In: Accounting
P15.5B: On October 1, 2021, PFQ Corp. issued $800,000 of 10-year, 5% bonds at 98. The bonds pay interest annually on October 1. PFQ's year end is September 30.
Calculate effective rate using Excel or a financial calculator and record bond transactions.
a. Record the issue of the bonds on October 1, 2021.
b. Calculate the effective rate using Excel or a financial calculator.
c. Prepare an effective-interest amortization table for these bonds up to and including October 1, 2024.
d. Record the accrual of interest at September 30, 2022.
e. Record the interest payment on October 1, 2022.
f. Assuming instead that PFQ Corp. has a December 31 year end, prepare the adjusting entry related to these bonds on December 31, 2021, as well as the subsequent interest payment on October 1, 2022.
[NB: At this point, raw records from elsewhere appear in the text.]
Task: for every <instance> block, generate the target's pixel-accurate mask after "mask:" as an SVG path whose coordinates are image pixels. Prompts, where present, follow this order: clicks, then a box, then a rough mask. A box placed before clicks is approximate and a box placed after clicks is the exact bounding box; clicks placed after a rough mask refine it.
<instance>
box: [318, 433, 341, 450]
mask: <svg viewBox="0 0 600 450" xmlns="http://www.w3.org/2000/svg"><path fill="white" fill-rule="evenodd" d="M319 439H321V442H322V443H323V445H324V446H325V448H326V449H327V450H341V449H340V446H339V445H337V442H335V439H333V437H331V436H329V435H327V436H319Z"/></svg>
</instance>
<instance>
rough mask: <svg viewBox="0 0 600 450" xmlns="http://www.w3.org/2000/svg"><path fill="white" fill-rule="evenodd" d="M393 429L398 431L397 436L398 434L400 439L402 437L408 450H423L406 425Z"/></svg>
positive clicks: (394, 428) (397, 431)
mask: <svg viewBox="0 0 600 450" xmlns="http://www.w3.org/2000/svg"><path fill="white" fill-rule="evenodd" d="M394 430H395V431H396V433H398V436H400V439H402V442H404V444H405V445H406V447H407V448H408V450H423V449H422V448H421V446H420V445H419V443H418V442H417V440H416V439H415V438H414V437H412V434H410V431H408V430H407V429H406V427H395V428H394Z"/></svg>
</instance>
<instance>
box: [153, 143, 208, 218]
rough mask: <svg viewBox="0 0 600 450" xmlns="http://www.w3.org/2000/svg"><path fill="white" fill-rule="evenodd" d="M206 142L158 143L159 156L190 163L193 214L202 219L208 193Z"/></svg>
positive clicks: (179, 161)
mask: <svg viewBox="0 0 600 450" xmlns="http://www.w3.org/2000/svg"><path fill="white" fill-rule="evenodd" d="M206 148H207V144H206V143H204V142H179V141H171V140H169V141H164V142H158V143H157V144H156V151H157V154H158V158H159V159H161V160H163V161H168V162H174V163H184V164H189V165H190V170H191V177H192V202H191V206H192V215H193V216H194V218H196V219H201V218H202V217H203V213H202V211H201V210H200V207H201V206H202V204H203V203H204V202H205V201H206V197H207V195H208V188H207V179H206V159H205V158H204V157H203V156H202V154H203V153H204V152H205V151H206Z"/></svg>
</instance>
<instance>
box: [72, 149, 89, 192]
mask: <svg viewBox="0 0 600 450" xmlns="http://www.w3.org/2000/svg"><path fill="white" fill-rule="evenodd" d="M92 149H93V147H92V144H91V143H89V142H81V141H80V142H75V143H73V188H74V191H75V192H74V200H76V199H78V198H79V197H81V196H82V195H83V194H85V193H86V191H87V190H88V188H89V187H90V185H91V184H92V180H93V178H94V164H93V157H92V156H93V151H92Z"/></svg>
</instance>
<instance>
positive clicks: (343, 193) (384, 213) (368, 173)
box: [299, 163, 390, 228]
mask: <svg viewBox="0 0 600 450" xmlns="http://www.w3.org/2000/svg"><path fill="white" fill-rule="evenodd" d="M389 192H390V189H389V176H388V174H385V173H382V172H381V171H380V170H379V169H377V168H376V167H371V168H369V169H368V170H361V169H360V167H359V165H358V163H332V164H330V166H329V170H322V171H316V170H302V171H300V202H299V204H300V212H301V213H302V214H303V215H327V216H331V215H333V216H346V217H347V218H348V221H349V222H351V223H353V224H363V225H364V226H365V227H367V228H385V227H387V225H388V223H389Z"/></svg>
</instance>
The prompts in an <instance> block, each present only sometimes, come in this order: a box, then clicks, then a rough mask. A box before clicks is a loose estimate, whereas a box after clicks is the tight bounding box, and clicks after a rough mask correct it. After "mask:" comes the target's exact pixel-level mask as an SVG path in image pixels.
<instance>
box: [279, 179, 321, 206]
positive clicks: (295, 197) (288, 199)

g. Assume that on October 1, 2022, after payment of the interest, PFQ redeems all of the bonds at 97. Record the redemption of the bonds.
Taking It Further Why would PFQ elect to redeem the bonds before they reach maturity?
Cash interest is 5% of $800,000= $40,000 per year
The bonds would be redeemed if market interest rate is favorable. New bonds would be issued to repay the existing bonds since bond proceeds of new issue will be higher due to favorable market interest rate.